There's a ring of the inevitable to what Jenner says. After all, in the months preceding the ban, Warne was not quite the bowler who bowled magical legbreaks that left batsmen looking like they'd seen something from hell, like Mike Gatting found out. He was tired from a succession of injuries and too much one-day cricket, something from which he subsequently retired. In that sense, the enforced layoff will have done Warne good. His shoulder, fingers and mind will be rejuvenated. Perhaps we'll see those ripping legbreaks once more.

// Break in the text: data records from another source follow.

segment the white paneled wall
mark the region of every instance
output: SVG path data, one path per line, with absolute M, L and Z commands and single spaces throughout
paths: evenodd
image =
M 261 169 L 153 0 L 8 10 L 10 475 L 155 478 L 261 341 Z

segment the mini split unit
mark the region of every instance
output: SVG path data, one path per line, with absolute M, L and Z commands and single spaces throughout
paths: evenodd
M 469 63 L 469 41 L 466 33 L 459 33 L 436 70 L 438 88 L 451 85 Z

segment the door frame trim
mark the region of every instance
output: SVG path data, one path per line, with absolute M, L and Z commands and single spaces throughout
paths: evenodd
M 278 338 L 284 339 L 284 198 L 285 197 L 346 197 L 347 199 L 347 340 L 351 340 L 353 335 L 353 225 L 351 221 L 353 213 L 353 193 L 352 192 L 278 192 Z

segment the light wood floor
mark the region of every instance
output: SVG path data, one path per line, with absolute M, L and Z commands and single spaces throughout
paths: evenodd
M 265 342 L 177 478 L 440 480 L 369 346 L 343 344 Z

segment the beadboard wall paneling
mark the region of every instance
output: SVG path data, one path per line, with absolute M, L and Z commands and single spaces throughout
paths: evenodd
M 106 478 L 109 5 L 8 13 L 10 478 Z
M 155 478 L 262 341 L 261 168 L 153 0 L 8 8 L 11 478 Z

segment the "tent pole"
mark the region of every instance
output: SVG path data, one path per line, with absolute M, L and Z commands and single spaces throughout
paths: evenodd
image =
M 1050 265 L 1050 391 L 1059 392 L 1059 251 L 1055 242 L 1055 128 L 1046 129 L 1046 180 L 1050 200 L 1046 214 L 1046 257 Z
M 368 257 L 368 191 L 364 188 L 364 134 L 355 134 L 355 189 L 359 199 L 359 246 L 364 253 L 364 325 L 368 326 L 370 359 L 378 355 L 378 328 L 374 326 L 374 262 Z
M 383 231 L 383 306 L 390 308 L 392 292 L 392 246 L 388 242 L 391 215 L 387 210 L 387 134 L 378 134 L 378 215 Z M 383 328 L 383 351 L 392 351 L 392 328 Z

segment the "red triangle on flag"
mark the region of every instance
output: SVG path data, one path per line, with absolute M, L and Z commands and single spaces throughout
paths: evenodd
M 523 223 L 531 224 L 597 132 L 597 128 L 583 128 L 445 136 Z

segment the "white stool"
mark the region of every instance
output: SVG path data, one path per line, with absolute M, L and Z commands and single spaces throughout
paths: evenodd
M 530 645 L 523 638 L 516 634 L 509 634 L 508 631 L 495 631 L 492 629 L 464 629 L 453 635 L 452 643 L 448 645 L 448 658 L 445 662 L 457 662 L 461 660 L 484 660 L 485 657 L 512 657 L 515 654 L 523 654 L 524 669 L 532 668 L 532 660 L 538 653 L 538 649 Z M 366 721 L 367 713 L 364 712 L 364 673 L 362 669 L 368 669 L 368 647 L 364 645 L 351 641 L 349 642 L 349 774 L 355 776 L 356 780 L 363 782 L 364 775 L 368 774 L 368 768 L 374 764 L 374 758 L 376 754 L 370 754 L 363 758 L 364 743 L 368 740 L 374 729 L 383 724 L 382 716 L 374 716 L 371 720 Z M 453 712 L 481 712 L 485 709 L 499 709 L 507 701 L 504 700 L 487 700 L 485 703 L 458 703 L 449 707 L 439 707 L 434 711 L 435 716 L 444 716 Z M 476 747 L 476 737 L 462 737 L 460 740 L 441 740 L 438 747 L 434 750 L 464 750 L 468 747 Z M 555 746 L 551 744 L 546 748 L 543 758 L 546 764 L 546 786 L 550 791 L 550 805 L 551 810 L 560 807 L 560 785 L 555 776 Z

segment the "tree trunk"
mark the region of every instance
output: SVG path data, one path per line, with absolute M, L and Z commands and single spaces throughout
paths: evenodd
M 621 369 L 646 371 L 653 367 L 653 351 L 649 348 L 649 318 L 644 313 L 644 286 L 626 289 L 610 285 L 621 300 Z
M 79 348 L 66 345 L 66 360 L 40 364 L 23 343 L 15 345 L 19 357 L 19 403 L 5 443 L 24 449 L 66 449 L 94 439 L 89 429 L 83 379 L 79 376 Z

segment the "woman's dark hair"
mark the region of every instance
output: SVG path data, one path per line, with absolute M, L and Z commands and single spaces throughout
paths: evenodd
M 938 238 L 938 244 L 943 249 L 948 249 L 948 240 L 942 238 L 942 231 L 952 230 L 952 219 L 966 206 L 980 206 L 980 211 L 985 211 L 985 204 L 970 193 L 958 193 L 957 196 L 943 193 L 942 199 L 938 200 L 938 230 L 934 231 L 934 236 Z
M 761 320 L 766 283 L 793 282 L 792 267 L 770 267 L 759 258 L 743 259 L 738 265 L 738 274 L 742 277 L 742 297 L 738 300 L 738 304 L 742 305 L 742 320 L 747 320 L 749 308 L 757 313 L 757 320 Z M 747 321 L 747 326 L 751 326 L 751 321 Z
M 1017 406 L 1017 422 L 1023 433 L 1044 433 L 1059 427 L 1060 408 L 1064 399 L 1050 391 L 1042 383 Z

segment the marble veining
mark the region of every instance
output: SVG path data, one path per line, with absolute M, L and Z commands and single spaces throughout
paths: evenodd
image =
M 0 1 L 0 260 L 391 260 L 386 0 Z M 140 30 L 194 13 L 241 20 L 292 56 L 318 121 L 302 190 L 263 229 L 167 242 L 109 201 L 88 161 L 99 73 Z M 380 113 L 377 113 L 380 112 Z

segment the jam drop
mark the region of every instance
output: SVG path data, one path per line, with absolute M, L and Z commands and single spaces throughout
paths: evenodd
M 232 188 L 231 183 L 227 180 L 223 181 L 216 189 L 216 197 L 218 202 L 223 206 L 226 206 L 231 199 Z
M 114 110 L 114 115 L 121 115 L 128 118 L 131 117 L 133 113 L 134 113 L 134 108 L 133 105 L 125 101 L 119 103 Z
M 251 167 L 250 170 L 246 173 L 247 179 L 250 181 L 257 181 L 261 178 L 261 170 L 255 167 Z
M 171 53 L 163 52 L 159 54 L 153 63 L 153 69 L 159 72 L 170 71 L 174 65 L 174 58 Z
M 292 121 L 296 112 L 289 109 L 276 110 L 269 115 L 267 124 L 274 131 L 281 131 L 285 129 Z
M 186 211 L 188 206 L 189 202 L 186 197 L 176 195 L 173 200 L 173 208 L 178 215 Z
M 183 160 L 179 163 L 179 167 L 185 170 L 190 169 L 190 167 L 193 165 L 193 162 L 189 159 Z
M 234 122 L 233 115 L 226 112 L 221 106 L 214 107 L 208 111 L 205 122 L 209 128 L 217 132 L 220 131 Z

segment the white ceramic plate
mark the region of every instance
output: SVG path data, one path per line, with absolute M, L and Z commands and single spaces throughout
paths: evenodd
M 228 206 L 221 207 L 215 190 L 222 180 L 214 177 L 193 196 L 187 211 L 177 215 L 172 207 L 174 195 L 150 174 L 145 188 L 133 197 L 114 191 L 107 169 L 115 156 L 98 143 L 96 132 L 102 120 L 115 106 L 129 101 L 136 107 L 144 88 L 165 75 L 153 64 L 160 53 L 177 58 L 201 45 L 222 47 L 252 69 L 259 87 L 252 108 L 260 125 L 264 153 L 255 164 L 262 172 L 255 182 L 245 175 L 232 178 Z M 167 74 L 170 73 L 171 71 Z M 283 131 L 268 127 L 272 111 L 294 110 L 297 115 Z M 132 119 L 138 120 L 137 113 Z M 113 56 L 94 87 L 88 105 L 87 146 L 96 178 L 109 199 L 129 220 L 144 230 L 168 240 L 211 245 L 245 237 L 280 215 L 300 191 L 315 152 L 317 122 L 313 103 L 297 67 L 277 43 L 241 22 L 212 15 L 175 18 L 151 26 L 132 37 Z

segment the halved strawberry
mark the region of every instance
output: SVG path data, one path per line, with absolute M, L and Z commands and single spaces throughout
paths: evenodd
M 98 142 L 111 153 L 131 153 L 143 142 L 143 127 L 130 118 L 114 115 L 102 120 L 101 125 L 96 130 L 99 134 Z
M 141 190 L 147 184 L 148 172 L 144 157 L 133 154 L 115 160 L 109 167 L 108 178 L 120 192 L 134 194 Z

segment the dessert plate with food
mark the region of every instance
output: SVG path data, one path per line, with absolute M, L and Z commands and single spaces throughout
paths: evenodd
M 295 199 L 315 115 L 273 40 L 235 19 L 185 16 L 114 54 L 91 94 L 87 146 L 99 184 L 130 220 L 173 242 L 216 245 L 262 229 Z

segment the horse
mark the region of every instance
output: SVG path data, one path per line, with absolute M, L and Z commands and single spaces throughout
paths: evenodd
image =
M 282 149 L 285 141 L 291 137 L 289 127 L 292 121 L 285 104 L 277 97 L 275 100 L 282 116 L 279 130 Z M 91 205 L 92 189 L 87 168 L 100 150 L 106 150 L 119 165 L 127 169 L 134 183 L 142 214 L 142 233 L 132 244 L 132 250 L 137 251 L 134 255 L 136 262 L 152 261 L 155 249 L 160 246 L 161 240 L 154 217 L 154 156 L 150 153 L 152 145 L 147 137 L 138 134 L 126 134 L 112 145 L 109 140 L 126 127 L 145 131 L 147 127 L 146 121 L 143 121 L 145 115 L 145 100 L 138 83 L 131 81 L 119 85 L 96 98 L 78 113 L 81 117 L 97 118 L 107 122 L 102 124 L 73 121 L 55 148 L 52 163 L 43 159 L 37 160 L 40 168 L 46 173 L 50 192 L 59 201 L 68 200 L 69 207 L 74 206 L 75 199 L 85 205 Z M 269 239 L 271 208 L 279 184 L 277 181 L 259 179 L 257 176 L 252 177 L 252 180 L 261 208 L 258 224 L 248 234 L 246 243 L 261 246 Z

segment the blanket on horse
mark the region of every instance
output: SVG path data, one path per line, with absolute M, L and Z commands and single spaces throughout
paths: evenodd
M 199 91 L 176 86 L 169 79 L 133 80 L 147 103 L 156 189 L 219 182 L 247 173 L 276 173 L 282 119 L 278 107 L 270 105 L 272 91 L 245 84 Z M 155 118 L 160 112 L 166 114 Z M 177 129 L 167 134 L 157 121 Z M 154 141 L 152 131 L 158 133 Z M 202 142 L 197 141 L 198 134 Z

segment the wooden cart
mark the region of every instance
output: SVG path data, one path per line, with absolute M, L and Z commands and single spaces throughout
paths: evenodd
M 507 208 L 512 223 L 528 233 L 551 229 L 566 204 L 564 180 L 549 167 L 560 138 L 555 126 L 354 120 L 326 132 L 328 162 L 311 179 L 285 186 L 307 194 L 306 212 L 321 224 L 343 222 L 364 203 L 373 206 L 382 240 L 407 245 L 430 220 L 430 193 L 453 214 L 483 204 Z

According to Jenner there's one thing that will do more for Warne than the rest and relaxation. "The one thing I am thinking about is the impact David Hookes's death will have on him. Hookesy has been an enormous supporter of Warne, and very strong for him. He even tried to change the dates of cricket matches so that Shane could play. Hookes's death may have a strong positive impact. It might make him more resolved to come back strongly and actually uplift his game."
But, it takes more than resolve and the memories of great deeds to rout batting line-ups in Test cricket. Warne won't need reminding that comebacks often don't follow the fairytale scripts they're intended to. He will know that his most productive years came between 1993 and 1997, when he took 277 wickets at 25.63. Then, in the five years that followed a comeback after surgery, he scalped 202 wickets at 29.98. When he next pulls his Australian jumper on, and steps to the top of the mark, it will be harder than ever to summon up that Midas touch.
Anand Vasu is assistant editor of Wisden Cricinfo.